Peptidic heterodimer-based radiotracer targeting fibroblast activation protein and integrin _v3

Purpose: Several studies have demonstrated the advantages of heterodimers over their corresponding monomers due to the multivalency effect. This effect leads to an increased number of effective targeted receptors and, consequently, improved tumor uptake. Fibroblast activation protein (FAP) and integrin alpha(v)beta(3) are found to be overexpressed in different components of the tumor microenvironment. In our pursuit of enhancing tumor uptake and retention, we designed and developed a novel peptidic heterodimer that synergistically targets both FAP and integrin alpha(v)beta(3). Methods: FAP-RGD was synthesized from FAP-2286 and c(RGDfK) through a multi-step organic synthesis. The dual receptor binding property of Ga-68-FAP-RGD was investigated by cell uptake and competitive binding assays.
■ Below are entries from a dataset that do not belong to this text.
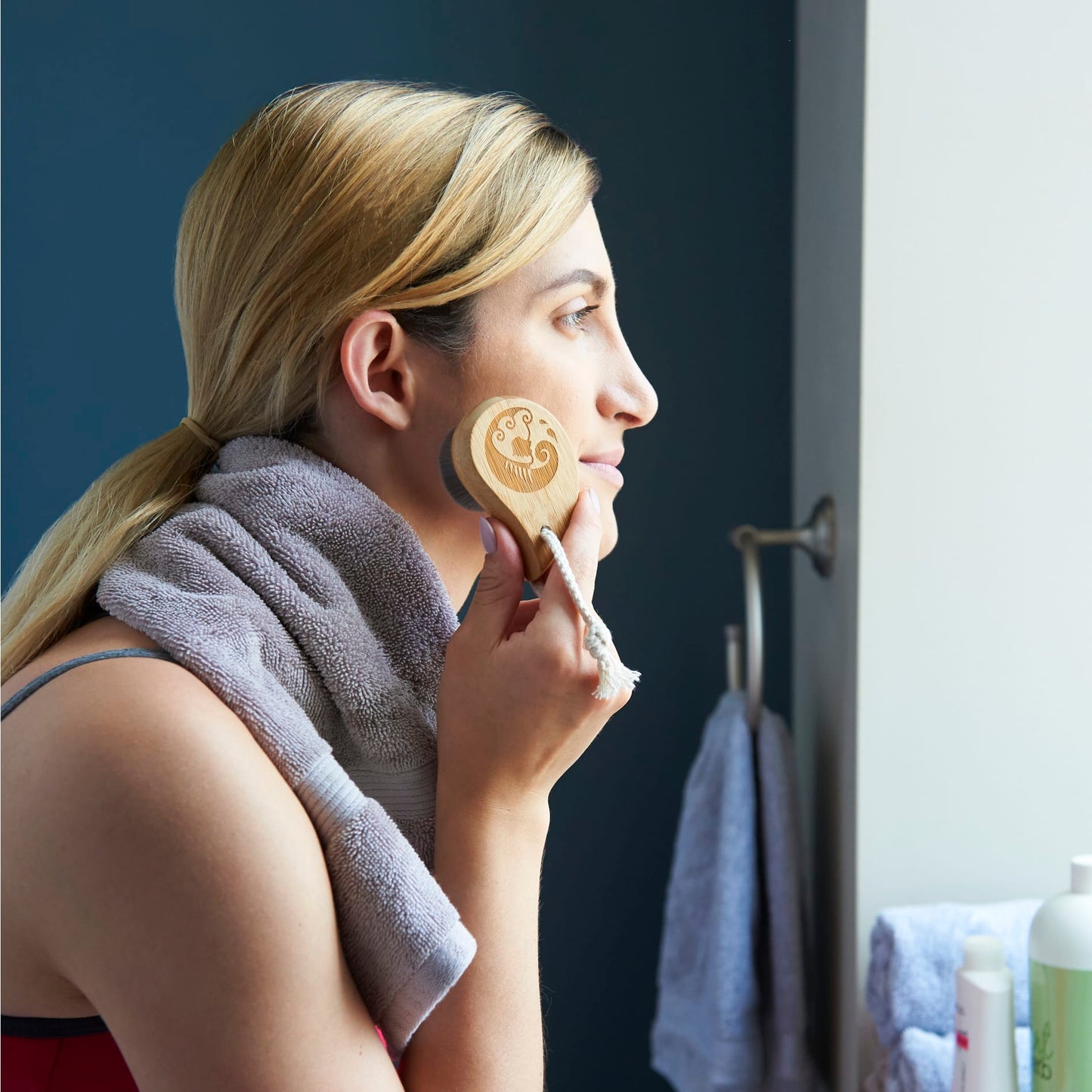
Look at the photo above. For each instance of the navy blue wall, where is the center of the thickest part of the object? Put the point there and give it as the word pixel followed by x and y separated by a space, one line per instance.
pixel 112 110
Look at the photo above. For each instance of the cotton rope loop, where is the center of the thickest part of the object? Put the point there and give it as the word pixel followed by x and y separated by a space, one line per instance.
pixel 613 673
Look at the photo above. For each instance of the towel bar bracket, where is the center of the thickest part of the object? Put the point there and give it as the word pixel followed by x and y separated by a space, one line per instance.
pixel 818 537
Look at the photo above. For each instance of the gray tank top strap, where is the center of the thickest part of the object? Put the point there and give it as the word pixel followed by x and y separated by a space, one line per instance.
pixel 69 664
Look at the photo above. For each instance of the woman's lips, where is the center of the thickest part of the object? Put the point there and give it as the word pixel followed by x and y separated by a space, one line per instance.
pixel 611 473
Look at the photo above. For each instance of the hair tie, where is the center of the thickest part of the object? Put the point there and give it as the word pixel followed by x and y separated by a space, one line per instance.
pixel 200 432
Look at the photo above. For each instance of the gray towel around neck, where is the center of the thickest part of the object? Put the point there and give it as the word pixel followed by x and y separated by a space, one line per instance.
pixel 311 608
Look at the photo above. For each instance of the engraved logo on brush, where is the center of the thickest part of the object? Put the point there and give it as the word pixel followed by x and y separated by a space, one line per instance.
pixel 513 435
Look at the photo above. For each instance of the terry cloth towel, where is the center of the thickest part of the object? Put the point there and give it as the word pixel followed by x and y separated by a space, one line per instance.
pixel 311 608
pixel 706 1035
pixel 917 951
pixel 789 1065
pixel 924 1062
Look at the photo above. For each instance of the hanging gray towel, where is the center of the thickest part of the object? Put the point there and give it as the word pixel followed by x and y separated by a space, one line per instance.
pixel 706 1035
pixel 311 608
pixel 789 1064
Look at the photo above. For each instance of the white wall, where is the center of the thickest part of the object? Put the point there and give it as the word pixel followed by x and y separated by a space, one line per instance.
pixel 942 393
pixel 974 642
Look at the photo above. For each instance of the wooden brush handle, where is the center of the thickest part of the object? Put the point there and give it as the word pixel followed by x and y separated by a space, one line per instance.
pixel 515 460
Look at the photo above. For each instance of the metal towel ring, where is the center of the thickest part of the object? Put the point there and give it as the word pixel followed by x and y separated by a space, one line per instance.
pixel 819 539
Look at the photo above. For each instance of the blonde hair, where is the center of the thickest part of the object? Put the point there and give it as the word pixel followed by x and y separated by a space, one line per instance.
pixel 331 200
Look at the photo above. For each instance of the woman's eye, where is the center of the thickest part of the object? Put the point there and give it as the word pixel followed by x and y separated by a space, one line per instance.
pixel 576 319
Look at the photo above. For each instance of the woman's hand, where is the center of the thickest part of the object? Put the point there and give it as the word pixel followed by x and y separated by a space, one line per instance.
pixel 515 706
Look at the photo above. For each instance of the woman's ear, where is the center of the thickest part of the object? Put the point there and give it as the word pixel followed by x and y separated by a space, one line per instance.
pixel 377 370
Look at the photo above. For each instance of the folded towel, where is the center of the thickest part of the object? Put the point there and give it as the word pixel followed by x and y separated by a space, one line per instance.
pixel 917 951
pixel 789 1065
pixel 311 608
pixel 706 1035
pixel 923 1062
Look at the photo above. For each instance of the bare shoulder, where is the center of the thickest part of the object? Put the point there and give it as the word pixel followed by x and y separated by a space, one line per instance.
pixel 186 892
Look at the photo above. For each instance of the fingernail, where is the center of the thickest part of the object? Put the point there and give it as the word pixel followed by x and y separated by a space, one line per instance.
pixel 488 535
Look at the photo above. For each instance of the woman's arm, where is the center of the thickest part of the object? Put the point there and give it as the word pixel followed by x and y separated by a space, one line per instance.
pixel 486 1035
pixel 183 889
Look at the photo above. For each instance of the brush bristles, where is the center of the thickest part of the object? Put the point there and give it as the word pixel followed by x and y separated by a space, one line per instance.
pixel 451 481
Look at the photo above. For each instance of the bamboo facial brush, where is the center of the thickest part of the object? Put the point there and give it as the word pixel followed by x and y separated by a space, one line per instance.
pixel 511 459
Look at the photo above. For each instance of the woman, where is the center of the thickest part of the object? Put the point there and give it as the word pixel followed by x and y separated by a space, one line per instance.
pixel 360 264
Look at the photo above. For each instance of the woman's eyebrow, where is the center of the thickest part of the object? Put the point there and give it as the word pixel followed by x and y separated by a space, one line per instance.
pixel 599 283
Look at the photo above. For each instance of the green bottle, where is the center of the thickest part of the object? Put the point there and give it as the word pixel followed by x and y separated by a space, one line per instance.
pixel 1060 952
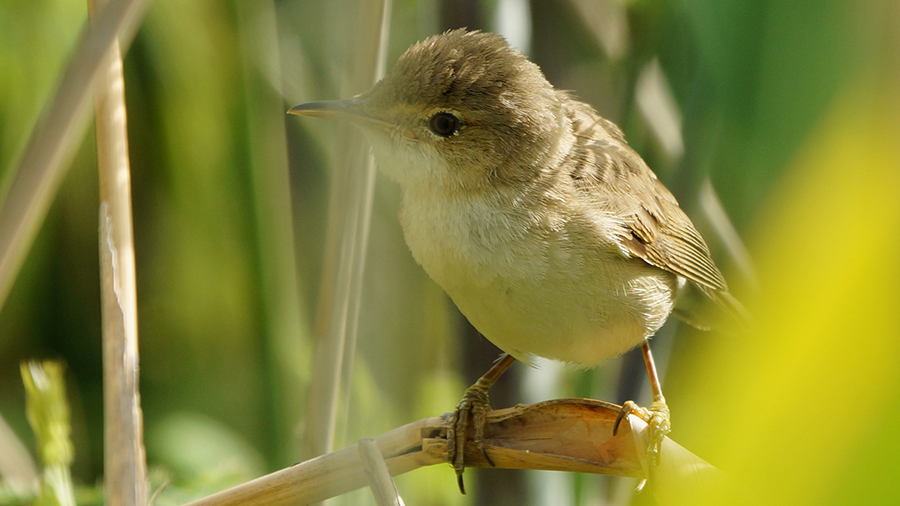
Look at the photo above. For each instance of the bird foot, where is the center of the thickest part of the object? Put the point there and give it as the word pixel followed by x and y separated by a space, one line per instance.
pixel 658 422
pixel 474 406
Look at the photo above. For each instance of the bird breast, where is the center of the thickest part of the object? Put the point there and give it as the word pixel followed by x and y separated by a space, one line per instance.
pixel 536 278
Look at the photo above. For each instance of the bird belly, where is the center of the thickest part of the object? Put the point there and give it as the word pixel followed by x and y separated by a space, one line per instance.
pixel 546 288
pixel 583 320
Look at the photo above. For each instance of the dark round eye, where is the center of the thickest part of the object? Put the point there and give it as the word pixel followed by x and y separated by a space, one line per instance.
pixel 444 124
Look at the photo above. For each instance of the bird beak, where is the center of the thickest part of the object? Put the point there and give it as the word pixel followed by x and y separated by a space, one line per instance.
pixel 350 109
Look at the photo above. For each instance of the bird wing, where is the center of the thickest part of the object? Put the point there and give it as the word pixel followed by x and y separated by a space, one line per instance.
pixel 656 228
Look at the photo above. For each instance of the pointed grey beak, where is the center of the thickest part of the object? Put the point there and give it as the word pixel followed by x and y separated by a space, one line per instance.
pixel 350 109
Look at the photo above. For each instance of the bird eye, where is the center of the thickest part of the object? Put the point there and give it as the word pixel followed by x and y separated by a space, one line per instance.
pixel 444 124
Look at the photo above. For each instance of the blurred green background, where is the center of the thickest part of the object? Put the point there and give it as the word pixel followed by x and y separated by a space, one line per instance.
pixel 791 110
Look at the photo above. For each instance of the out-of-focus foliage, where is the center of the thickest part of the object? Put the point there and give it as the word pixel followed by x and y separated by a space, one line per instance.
pixel 790 109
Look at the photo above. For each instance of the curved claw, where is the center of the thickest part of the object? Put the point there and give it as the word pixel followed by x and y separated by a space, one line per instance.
pixel 658 421
pixel 475 403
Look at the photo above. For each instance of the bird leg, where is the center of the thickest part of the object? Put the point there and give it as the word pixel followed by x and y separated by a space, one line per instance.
pixel 475 403
pixel 656 416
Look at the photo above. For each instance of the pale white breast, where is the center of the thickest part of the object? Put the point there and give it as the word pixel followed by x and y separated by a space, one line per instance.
pixel 536 281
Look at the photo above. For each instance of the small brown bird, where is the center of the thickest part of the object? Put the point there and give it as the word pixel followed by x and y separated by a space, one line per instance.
pixel 547 230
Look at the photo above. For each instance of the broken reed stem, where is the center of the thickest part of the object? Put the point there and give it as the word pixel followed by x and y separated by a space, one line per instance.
pixel 57 132
pixel 564 435
pixel 125 467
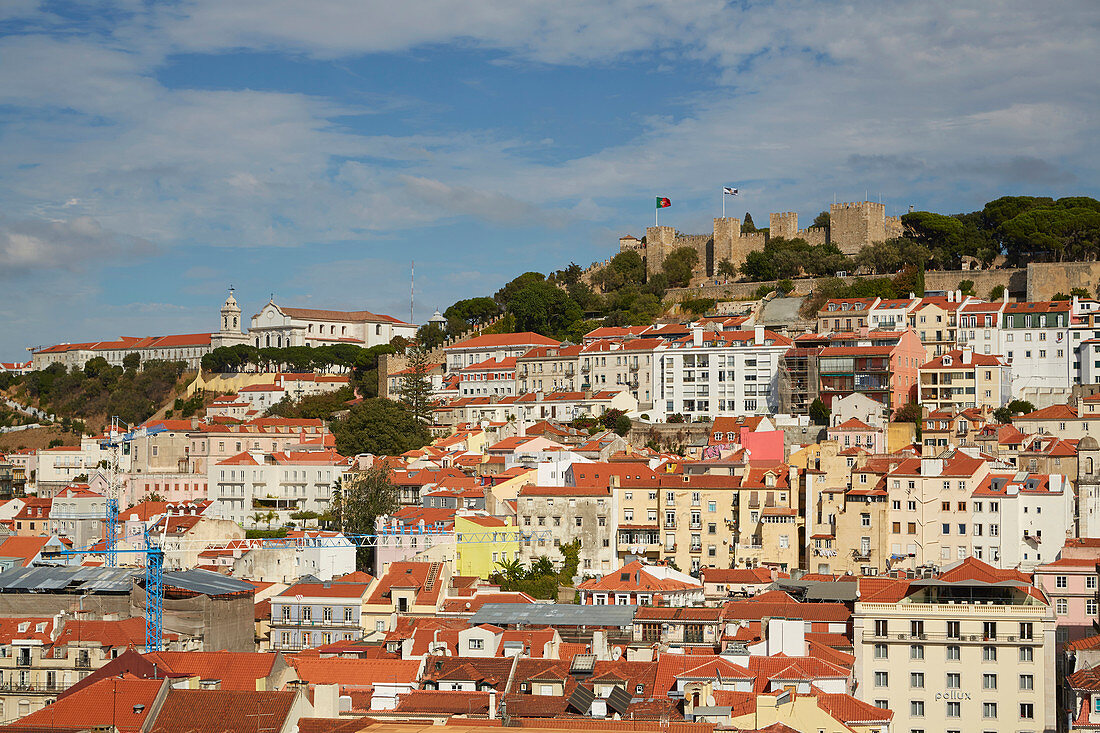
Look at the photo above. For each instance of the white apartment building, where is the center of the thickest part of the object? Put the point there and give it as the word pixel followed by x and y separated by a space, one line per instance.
pixel 971 649
pixel 1021 520
pixel 718 373
pixel 558 515
pixel 255 482
pixel 492 346
pixel 279 327
pixel 492 376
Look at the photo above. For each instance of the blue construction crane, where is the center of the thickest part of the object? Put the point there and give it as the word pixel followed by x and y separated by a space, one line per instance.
pixel 116 439
pixel 154 559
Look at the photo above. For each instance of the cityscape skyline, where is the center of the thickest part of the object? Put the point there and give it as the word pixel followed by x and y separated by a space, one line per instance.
pixel 153 156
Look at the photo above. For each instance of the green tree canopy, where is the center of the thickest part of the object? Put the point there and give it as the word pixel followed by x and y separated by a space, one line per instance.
pixel 380 426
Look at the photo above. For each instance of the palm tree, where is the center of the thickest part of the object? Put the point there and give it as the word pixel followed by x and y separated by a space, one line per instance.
pixel 543 566
pixel 512 570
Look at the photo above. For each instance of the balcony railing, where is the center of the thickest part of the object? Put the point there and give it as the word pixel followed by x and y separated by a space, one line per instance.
pixel 315 622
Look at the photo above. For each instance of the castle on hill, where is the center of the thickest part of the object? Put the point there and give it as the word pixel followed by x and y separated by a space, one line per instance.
pixel 851 227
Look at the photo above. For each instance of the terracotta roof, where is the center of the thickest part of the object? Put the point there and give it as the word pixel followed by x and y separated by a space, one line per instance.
pixel 503 340
pixel 354 673
pixel 217 711
pixel 238 670
pixel 457 702
pixel 410 575
pixel 121 703
pixel 637 577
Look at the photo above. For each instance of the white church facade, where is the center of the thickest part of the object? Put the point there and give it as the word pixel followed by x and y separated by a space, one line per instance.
pixel 274 326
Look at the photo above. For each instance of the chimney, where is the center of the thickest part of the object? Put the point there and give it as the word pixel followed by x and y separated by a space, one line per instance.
pixel 326 701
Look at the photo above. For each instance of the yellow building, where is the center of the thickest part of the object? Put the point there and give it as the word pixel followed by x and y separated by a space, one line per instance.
pixel 483 542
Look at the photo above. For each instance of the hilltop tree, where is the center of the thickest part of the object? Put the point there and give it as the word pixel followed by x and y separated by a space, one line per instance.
pixel 360 502
pixel 415 387
pixel 381 427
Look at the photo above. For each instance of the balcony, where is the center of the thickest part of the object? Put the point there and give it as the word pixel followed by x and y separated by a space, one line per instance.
pixel 311 623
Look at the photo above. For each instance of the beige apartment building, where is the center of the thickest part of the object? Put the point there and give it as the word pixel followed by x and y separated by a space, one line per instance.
pixel 625 365
pixel 961 379
pixel 931 509
pixel 548 369
pixel 970 649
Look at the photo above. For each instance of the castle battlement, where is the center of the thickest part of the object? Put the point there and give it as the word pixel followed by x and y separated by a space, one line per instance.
pixel 853 225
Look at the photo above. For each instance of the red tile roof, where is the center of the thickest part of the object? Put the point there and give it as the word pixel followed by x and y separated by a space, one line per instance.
pixel 238 670
pixel 121 703
pixel 457 702
pixel 354 673
pixel 217 711
pixel 504 340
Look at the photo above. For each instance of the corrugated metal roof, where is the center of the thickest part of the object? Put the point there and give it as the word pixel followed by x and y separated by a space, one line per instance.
pixel 206 582
pixel 79 579
pixel 554 614
pixel 61 578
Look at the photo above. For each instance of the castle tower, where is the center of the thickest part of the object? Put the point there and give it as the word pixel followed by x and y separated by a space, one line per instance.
pixel 229 334
pixel 727 233
pixel 659 242
pixel 855 226
pixel 784 225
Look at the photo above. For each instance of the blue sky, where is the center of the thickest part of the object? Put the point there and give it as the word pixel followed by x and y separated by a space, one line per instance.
pixel 152 154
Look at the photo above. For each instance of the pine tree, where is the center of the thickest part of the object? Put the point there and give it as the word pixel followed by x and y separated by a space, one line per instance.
pixel 415 390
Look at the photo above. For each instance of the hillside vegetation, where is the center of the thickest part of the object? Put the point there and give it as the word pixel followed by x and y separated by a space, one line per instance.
pixel 91 394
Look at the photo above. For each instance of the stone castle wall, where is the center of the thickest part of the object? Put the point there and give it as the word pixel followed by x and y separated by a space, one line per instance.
pixel 851 227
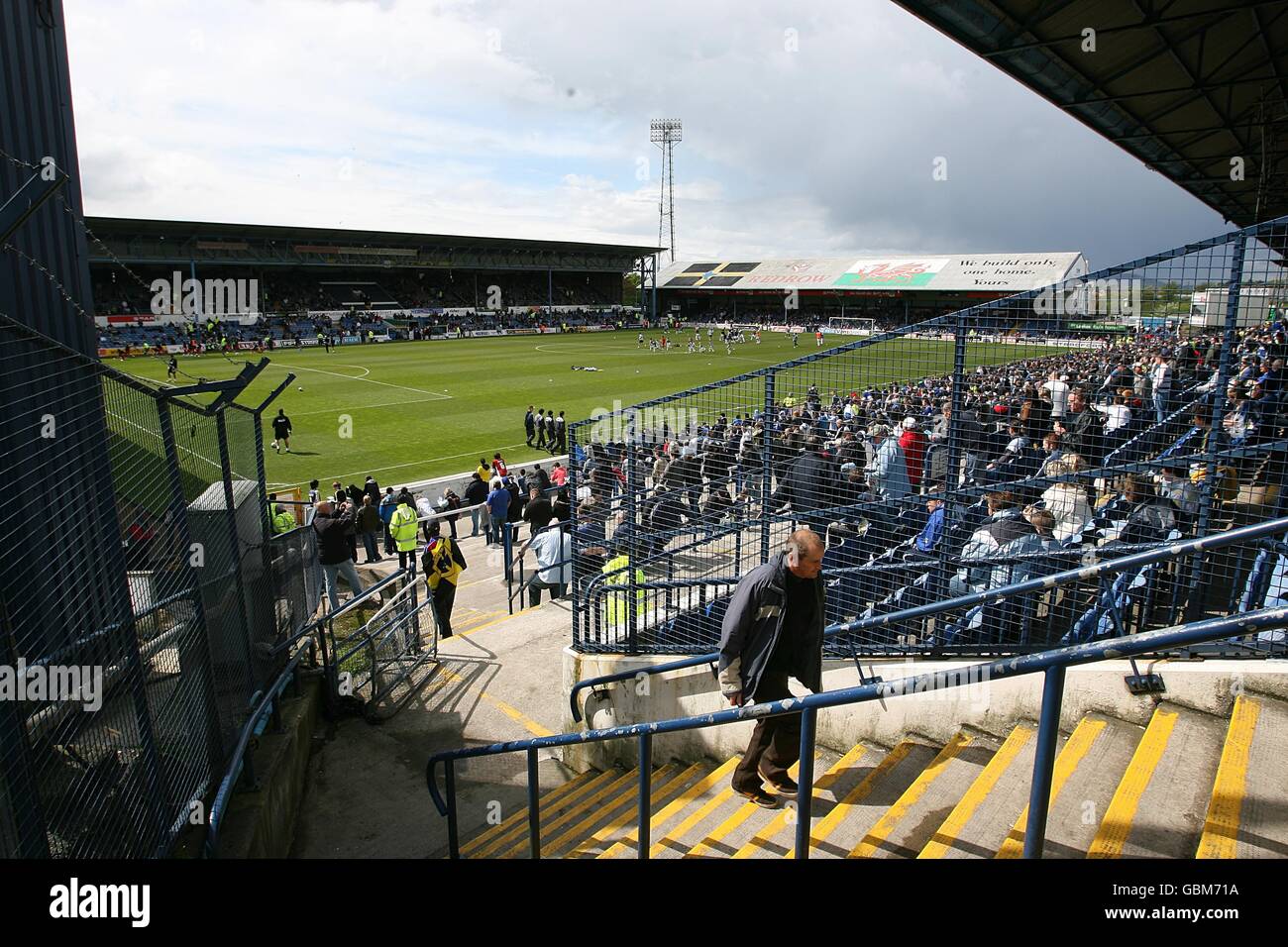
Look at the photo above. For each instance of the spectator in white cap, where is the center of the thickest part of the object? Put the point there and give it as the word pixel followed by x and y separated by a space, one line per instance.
pixel 888 474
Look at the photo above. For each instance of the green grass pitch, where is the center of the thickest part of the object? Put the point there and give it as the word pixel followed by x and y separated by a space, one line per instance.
pixel 429 408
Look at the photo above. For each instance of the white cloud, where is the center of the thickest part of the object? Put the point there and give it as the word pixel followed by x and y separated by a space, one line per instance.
pixel 531 120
Preclinical pharmacokinetics were determined in HT1080-FAP and U87MG tumor models using micro-positron emission tomography/computed tomography (micro-PET/CT) and biodistribution studies. The antitumor efficacy of Lu-177-FAP-RGD was assessed in U87MG tumor models. The radiation exposure and clinical diagnostic performance of (68) Ga-FAP-RGD were evaluated in healthy volunteers and cancer patients. Results: Bi-specific radiotracer Ga-68-FAP-RGD exhibited high binding affinity for both FAP and integrin alpha(v)beta(3). In comparison to Ga-68-FAP-2286 and Ga-68-RGDfK, Ga-68-FAP-RGD displayed enhanced tumor uptake and longer tumor retention time in preclinical models. Lu-177-FAP-RGD could efficiently suppress the growth of U87MG tumor in vivo when applied at an activity of 18.5 and 29.6 MBq. The effective dose of Ga-68-FAP-RGD was 1.06 x 10(-2) mSv/MBq. Ga-68-FAP-RGD demonstrated low background activity and stable accumulation in most neoplastic lesions up to 3 h. Conclusion: Taking the advantages of multivalency effect, the bi-specific radiotracer Ga-68-FAP-RGD showed superior tumor uptake and retention compared to its corresponding monomers. Preclinical studies with Ga-68- or Lu-177-labeled FAP-RGD showed favorable image contrast and effective antitumor responses. Despite the excellent performance of Ga-68-FAP-RGD in clinical diagnosis, experimental efforts are currently underway to optimize the structure of FAP-RGD to increase its potential for clinical application in endoradiotherapy.